FYI: High-yield bond ETF has received most-ever inflows over 6 days
HCA Holdings boosts high-yield debt offering to $1.5 billion

Investors are sinking cash back into the largest junk-bond exchange-traded fund signaling that the rout in the market for risky corporate debt may be overdone.
Regards,
Ted
http://www.bloomberg.com/news/articles/2016-03-01/investors-plow-record-cash-into-junk-bond-etf-as-tone-improves

Comments

  • The proxy for junk bonds - the Merrill Lynch High Yield Master II Index - is now positive for the year.

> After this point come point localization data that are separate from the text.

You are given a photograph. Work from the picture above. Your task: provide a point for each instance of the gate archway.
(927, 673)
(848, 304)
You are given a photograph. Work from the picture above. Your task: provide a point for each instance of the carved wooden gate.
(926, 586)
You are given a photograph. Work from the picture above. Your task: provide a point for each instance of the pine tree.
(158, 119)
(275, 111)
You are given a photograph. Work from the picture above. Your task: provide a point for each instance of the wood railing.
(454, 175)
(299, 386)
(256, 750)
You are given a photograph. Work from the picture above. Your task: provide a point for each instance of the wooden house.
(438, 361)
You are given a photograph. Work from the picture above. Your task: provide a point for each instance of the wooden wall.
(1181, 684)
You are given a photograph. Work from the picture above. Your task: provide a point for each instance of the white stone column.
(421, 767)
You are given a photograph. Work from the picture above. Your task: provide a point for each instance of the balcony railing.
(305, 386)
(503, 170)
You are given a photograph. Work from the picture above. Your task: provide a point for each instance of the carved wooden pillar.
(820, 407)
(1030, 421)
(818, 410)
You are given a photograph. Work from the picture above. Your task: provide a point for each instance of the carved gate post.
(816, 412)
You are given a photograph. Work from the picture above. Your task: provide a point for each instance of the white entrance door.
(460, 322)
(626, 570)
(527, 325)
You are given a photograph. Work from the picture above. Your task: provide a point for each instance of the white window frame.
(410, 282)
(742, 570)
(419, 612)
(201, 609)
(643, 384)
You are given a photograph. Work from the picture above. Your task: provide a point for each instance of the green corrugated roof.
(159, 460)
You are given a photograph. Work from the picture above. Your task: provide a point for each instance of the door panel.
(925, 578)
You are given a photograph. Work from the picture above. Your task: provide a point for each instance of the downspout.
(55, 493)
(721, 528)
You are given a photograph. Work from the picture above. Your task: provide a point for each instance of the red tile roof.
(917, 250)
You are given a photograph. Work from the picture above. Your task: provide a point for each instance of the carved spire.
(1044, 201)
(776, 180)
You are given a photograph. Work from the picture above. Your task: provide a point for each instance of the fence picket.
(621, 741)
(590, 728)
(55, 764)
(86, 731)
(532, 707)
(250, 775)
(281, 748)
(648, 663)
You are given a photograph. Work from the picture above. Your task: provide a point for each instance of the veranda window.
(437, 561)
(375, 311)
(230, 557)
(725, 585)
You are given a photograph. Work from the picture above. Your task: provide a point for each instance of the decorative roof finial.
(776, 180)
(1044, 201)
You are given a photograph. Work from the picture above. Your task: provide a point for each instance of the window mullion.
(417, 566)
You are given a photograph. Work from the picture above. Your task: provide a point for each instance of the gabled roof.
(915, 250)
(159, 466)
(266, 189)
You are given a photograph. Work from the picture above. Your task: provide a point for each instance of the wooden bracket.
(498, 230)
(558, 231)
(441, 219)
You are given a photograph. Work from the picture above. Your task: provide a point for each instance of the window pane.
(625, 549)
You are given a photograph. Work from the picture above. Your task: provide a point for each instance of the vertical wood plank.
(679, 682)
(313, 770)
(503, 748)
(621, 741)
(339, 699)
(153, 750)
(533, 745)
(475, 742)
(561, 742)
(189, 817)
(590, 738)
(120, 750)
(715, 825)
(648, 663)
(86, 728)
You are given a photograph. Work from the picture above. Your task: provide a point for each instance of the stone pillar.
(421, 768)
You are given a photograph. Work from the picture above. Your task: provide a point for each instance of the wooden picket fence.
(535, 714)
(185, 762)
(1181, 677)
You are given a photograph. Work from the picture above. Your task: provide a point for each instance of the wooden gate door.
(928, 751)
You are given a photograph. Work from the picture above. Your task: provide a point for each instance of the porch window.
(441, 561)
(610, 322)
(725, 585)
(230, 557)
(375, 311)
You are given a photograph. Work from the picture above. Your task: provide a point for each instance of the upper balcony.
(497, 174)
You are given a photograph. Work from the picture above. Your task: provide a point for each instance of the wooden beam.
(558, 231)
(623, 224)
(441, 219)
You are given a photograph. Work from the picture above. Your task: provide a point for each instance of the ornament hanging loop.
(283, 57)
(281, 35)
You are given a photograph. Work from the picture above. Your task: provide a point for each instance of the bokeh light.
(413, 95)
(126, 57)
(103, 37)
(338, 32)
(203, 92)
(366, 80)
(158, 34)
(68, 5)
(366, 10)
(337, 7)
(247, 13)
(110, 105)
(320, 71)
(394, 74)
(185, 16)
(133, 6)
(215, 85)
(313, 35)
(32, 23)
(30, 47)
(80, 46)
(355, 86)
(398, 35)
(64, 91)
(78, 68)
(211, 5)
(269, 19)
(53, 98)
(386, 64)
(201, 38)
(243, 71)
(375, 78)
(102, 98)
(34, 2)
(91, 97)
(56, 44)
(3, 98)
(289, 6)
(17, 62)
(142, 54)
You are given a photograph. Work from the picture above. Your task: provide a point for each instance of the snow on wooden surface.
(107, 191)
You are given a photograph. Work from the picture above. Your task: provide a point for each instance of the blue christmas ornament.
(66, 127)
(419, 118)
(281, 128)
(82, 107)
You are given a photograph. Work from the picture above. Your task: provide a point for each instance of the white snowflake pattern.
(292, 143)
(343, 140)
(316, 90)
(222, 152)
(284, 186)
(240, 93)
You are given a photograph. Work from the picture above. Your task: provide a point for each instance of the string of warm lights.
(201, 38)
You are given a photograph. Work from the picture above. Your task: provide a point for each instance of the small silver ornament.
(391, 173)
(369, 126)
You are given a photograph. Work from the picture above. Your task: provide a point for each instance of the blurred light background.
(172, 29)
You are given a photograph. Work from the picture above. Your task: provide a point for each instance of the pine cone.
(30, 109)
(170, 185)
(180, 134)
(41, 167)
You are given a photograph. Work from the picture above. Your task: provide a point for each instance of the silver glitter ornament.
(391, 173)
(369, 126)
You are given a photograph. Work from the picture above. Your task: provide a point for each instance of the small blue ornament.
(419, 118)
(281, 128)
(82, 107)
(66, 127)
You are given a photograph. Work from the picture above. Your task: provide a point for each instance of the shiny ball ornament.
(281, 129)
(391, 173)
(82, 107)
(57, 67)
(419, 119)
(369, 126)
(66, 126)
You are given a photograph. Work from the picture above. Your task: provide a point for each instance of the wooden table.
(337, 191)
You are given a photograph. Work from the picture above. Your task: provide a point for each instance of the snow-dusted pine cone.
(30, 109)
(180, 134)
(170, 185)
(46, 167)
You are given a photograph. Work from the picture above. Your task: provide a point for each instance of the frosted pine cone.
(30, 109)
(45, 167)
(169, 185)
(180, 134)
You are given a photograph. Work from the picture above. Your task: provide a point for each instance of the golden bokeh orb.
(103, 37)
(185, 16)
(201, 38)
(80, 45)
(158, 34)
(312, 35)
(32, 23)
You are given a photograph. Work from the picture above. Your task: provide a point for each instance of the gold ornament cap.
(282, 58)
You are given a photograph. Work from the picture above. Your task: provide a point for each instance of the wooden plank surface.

This amid the most negative headline news ever in that category - even more negative than 2008.
  • Pimco and Alliance Bernstein are now bullish on junk, but Bill Gross and Doubleline (Gundlach and Bonnie Baha) are still negative:

    bloomberg.com/news/articles/2016-03-03/pimco-wades-into-junk-as-doubleline-warns-danger-still-lurks
  • G, from the article about the surge in August and October. The h0A0 *surged* less than 1% in the August move and only 3.6% in the October rally. The greatest surge in 2014 was 4%. This recent move including today's gain will be around 6%. A nice move in so short of a time. One of the rules in trading is when markets do something out of the ordinary it's time to buy or sell depending on that out of the ordinary catalyst. We saw that out of the ordinary up day in oil last month and since then it has been up and away for junk and stocks. It is looking more and more like 2/11 was THE bottom. Still nothing surprises me and I find it best to trade with an empty mind and with no opinion. In the meantime, I am 100% junk in my taxable and 80% in my IRA. Tomorrow's reaction to the employment report may require a change in the above percentages.